We are in the park. It is busy, and as always our blond, blue-eyed kids gather attention. A friendly, older gentleman asks Tijm and Linde where they are from. I look up, curious for the answer, more curious than the asker. I see my kids hesitate. I see them look at each other, and, without words, weigh the options between them. Uncertainly, Tijm answers. England, he mumbles. He looks at me for reassurance, and I nod. It is not wrong. It is a right answer. One of them.
They have been asked this question before, and each time they give a different answer. For them, it is a difficult question. Born in England, living in Singapore, and holding a Dutch passport. My own situation is the same, if anything more complex, as the list of countries I have lived in is longer. And, the more places you live in, the less you will become ‘from’ any one of them.

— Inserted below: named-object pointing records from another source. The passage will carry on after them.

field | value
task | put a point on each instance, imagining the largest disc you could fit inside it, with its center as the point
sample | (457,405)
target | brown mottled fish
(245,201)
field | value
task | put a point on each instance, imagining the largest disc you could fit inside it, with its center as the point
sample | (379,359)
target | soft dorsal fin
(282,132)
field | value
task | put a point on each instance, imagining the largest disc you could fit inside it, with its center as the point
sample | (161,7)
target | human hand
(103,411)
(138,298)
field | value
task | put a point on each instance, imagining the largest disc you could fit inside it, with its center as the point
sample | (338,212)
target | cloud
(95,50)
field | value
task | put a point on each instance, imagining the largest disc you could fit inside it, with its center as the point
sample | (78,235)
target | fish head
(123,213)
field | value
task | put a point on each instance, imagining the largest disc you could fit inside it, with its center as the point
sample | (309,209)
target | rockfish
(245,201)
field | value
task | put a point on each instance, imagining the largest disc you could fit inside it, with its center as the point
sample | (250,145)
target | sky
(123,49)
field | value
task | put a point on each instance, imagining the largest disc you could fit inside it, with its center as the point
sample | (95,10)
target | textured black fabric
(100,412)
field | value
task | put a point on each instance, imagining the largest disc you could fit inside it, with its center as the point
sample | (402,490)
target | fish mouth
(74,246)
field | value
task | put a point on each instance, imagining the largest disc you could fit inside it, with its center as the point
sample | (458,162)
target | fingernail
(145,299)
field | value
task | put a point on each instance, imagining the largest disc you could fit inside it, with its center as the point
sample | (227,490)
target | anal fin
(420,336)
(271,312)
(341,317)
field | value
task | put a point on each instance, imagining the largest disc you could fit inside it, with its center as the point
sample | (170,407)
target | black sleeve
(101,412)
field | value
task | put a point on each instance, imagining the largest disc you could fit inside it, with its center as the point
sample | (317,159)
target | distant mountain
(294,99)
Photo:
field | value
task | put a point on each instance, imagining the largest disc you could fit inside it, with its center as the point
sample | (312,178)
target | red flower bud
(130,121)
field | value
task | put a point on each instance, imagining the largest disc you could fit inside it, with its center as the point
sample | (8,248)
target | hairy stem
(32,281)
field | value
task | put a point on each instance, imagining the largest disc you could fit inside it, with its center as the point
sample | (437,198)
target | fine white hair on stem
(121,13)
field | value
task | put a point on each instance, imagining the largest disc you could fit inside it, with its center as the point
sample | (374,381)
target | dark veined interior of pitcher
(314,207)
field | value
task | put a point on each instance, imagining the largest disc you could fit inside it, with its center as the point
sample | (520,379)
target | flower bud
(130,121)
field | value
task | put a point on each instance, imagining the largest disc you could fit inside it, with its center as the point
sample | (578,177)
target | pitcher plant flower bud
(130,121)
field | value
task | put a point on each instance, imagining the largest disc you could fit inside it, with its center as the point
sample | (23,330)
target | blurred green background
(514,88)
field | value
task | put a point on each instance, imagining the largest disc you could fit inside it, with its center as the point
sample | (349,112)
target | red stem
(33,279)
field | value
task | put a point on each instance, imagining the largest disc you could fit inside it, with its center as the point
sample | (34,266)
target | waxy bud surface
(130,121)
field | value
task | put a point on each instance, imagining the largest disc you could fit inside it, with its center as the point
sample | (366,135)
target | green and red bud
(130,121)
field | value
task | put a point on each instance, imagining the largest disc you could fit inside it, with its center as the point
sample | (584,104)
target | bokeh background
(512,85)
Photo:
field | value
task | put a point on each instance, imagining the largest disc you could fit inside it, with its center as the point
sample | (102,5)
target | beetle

When we moved to Singapore I felt at home really quickly. Was it because it reminds me of Malaysia, one of the countries of my childhood? Maybe, that as well, but I don’t think it is the only reason. I think an important reason is that Singapore is, above all, an immigrant city. Any Singaporean can be asked how long they, or at least their ancestors, have been here. Off course there is a difference between the different groups. There are the ‘Singaporeans’, holders of official citizenship. They are from a predominantly Chinese background, followed by significant groups of Malay and Indian descent. Then there are the expatriates. The richer ‘expats’, from Europe, the US, Australia or Asian countries like Japan, China, Korea, Vietnam. There are the ‘foreign workers’, less affluent, maybe from Indonesia, India, Sri Lanka, the Philippines. Expatriates are either visitors, who stay for a brief posting, or more grounded ‘permanent residents’ that plan to stay. And then there are Eurasians, and many others of mixed descent.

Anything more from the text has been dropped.